Create a workflow for:
Denied claims
Underpayments
Missing EOBs
Best practice:
Review AR weekly
Prioritize high-value claims
Assign clear ownership
How to Reduce Errors and Speed Up EOB Processing
Standardize Your Workflow
Document each step so every team member follows the same process.
Use Checklists
Simple checklists prevent skipped steps, especially during busy days.
Train Your Team on Payer Rules
Understanding payer behavior reduces guesswork and errors.
Audit Regularly
Review a sample of posted EOBs weekly to catch issues early.
Leverage Automation
Tools that automate payment posting and reconciliation can drastically reduce manual work.
When to Consider Outsourcing EOB Processing
If your team is constantly behind, outsourcing may be worth considering.
Signs you need help:
Growing backlog of unposted EOBs
Rising AR days
Frequent posting errors
Staff burnout
Outsourced dental billing teams can:
Process EOBs faster
Reduce errors
Improve collections
Platforms like Teero combine staffing support with operational tools, helping practices stay on top of both clinical and administrative workloads.
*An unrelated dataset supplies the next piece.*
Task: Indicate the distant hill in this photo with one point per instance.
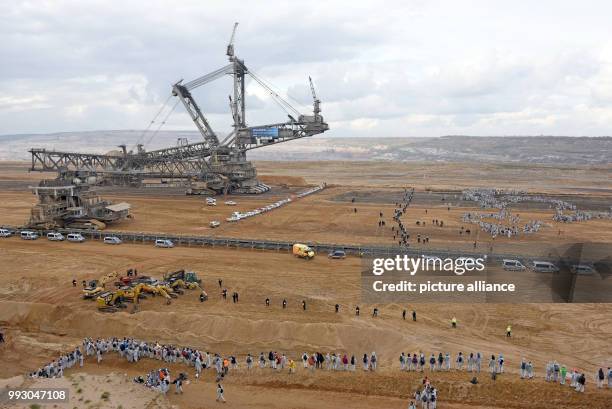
(528, 149)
The Role of Automation in Modern EOB Processing
Manual EOB processing is quickly becoming outdated.
Modern systems can:
Auto-post ERAs
Flag discrepancies
Match payments to claims
Generate reports instantly
What this means for your office:
Less manual entry
Faster turnaround
Better accuracy
Improved cash flow visibility
Even partial automation (like ERA integration) can make a noticeable difference.
Key Metrics to Track
To know if your EOB process is working, track:
Percentage of claims paid on first submission
Denial rate
Adjustment accuracy
If these metrics are off, your EOB process is likely a contributing factor.
Final Thoughts
EOB processing might not be the most glamorous part of running a dental practice, but it’s one of the most important. Every missed detail or delayed action directly impacts your bottom line.
A clear, consistent workflow—combined with the right tools and support—can turn EOB processing from a bottleneck into a strength.
Whether you streamline internally, adopt automation, or bring in outside help, the goal is the same: get paid accurately, quickly, and with minimal friction.